[asa] Detecting Design

From: Austerberry, Charles <cfauster@creighton.edu>
Date: Fri Jul 20 2007 - 13:15:25 EDT

I'm often struck by the contrast between the perceived threat to
Christian faith posed by evolution on the one hand, and the perceived
compatibility of Christian faith and other scientific theories on the
other hand.

For one example, everyday phrases such as "unplanned pregnancy" rarely
solicit objections from people of faith. It's generally understood that
"unplanned" means unplanned by humans. Whether God planned the
pregnancy or not is a separate issue.

Even unsolved biological mysteries are rarely attributed to unidentified
and possibly supernatural intelligent agency - unless the mysteries have
to do with origins of species rather than individuals.

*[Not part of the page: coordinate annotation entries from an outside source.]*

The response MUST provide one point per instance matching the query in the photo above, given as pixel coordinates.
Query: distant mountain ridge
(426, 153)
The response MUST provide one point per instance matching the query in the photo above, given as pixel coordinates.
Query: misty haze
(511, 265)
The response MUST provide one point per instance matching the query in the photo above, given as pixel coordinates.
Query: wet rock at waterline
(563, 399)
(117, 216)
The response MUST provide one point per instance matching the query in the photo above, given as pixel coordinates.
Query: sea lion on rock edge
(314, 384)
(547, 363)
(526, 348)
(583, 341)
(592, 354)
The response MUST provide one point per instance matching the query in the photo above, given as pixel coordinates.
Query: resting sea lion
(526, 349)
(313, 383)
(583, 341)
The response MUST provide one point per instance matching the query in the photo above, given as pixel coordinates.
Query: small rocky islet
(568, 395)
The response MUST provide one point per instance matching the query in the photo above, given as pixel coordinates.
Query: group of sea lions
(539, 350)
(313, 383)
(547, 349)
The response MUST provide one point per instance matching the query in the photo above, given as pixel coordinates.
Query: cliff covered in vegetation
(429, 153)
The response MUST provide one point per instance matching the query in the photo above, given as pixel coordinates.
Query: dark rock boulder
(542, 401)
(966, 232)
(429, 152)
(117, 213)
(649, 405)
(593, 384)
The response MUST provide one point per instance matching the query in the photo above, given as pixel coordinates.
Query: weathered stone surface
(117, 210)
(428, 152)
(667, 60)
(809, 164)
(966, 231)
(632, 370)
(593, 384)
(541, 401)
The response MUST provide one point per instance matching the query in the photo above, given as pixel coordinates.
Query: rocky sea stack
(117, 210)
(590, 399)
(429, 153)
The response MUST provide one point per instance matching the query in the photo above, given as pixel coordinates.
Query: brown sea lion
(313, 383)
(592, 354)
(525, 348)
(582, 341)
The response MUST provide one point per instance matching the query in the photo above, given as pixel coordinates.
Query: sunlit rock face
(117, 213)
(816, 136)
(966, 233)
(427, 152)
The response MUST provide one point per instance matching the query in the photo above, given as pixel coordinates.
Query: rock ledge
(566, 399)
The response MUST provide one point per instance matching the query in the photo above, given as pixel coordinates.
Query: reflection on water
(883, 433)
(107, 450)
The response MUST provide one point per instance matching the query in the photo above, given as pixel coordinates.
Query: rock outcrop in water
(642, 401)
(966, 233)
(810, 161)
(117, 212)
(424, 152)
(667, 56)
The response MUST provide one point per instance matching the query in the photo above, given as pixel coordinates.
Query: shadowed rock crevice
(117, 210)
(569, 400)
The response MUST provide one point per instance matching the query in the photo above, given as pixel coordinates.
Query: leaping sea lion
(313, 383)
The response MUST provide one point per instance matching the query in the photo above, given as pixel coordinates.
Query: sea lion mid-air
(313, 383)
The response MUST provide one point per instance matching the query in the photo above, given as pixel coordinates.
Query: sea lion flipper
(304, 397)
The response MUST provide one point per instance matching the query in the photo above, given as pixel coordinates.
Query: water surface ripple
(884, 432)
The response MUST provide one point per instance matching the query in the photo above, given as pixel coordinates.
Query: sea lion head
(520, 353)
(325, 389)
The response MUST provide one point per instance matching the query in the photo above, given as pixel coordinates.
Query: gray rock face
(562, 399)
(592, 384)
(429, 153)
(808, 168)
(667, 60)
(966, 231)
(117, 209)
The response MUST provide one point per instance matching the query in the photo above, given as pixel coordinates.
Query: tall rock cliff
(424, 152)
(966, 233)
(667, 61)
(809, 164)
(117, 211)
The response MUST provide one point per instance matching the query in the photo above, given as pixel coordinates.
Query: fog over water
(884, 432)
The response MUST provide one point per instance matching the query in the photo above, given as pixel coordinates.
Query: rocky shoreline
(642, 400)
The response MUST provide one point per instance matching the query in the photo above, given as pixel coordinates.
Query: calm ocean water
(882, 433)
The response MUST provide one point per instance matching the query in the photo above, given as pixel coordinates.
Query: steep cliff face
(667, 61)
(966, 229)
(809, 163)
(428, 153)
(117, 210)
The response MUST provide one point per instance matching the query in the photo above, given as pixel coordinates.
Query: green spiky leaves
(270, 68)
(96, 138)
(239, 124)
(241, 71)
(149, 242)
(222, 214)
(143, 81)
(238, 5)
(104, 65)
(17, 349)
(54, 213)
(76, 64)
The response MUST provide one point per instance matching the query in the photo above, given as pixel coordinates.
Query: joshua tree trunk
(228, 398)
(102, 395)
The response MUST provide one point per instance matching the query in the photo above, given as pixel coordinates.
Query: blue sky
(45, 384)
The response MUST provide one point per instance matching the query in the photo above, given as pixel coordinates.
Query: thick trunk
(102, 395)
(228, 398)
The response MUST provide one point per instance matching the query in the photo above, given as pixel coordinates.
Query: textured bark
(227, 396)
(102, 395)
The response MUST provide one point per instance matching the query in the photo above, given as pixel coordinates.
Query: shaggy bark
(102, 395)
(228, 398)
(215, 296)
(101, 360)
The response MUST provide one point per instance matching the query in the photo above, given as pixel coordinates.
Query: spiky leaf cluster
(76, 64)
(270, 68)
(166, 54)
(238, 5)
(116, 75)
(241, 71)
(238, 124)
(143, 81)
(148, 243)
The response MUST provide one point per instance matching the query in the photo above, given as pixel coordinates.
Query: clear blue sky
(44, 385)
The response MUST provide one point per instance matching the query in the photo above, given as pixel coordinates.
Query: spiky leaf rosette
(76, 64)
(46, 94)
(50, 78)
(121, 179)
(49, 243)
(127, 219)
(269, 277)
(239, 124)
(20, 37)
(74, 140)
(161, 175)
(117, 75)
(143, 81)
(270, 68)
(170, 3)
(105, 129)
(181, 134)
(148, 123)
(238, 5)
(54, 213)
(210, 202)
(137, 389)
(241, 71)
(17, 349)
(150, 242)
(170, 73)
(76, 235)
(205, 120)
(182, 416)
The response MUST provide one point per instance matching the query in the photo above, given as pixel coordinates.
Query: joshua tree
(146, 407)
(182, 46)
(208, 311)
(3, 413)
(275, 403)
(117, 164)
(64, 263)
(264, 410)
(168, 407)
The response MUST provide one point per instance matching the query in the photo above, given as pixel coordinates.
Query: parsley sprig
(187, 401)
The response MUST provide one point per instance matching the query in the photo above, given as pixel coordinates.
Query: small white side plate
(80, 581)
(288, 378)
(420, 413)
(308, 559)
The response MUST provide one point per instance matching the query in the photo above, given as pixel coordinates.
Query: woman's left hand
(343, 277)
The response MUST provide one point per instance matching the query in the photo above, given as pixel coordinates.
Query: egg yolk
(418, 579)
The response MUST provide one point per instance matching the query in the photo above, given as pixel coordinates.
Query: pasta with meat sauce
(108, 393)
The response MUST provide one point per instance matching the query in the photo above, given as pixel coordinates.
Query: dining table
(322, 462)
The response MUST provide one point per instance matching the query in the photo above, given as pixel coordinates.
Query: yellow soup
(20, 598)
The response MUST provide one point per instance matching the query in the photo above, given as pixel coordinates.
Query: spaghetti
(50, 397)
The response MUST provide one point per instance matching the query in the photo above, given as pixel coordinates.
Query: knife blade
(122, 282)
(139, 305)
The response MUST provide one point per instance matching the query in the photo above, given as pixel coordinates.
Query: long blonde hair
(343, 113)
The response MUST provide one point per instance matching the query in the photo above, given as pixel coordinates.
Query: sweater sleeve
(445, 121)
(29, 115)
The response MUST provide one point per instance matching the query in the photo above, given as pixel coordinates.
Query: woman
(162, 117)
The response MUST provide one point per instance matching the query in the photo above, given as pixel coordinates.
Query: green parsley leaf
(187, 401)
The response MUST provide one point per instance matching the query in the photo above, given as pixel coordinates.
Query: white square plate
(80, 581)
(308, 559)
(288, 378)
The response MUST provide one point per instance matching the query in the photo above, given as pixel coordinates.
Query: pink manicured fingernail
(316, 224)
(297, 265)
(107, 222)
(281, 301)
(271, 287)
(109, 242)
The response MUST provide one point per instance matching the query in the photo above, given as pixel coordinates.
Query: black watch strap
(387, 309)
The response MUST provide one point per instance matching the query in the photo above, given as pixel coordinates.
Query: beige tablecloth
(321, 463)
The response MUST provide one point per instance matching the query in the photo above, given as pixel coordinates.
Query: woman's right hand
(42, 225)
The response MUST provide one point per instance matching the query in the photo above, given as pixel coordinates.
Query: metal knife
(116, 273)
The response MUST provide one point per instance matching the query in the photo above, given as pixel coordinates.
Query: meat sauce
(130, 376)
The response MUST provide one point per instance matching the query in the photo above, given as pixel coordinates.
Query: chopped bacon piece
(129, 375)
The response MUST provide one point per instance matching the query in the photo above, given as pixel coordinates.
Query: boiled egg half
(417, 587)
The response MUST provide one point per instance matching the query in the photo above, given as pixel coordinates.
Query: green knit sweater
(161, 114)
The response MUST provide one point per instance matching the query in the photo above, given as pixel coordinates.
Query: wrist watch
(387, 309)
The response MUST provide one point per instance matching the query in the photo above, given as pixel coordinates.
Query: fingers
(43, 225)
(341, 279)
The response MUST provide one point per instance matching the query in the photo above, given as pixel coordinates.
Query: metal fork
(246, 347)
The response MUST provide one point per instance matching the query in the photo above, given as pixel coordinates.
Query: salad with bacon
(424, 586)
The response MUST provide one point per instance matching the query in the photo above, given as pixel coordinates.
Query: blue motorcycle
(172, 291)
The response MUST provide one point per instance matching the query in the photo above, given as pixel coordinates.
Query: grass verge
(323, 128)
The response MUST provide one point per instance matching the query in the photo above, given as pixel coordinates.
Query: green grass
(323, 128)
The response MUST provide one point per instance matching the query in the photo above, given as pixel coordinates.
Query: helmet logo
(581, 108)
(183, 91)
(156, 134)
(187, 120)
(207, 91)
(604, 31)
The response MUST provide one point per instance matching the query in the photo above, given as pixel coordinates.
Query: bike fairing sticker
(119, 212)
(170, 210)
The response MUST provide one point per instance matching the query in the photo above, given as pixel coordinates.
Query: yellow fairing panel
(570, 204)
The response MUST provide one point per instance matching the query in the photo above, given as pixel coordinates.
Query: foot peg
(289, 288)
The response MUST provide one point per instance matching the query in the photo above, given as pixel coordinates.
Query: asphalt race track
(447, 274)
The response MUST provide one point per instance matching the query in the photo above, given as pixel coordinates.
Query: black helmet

For example, if
an unexpected and unlikely phenomenon occurs (for example, a family
having ten children all of the same sex), God's involvement in such
events is generally assumed to be no more or less than in a family
having five boys and five girls. Perhaps a natural biological cause
will be found, perhaps there was a human-designed cause (e.g., the
parents secretly used X/Y sperm sorting and artificial insemination), or
perhaps it was just a random event (after all, one in 1024 is not all
that improbable compared to most lottery odds!).

But here is my point: if by faith we can believe with the psalmist that
God knew each of us intimately before we were born, without expecting
science to detect "irreducible" or "specified" complexity or an "edge"
in embryonic development where natural causes fail and intelligent
agency must take over, why not approach the origins of species
similarly?

I'm reminded of a Sunday School song, "Oh, Who Can Make a Flower? I'm
Sure I Can't, Can You?". Other verses include "Oh, Who Can Make A
Butterfly? " and "Oh, Who Can Make the Wind Blow?". Surely the
theological truth in the song is not dependent upon the failure of
botanists, lepidopterists, and meteorologists to explain things, nor
even upon our inability to engineer life or alter wind patterns.

Michael Behe assures us in his latest book that the malaria parasite was
intelligently designed, whereas its evolution of chloroquine resistance
was not, all based on some mathematical calculations (which I think are
very questionable, by the way). I'm sorry, but I find it much more
compatible with Christian faith to accept that sexual reproduction,
flowers, butterflies, and malaria parasites all evolved and continue to
evolve much as neo-Darwinian theory suggests.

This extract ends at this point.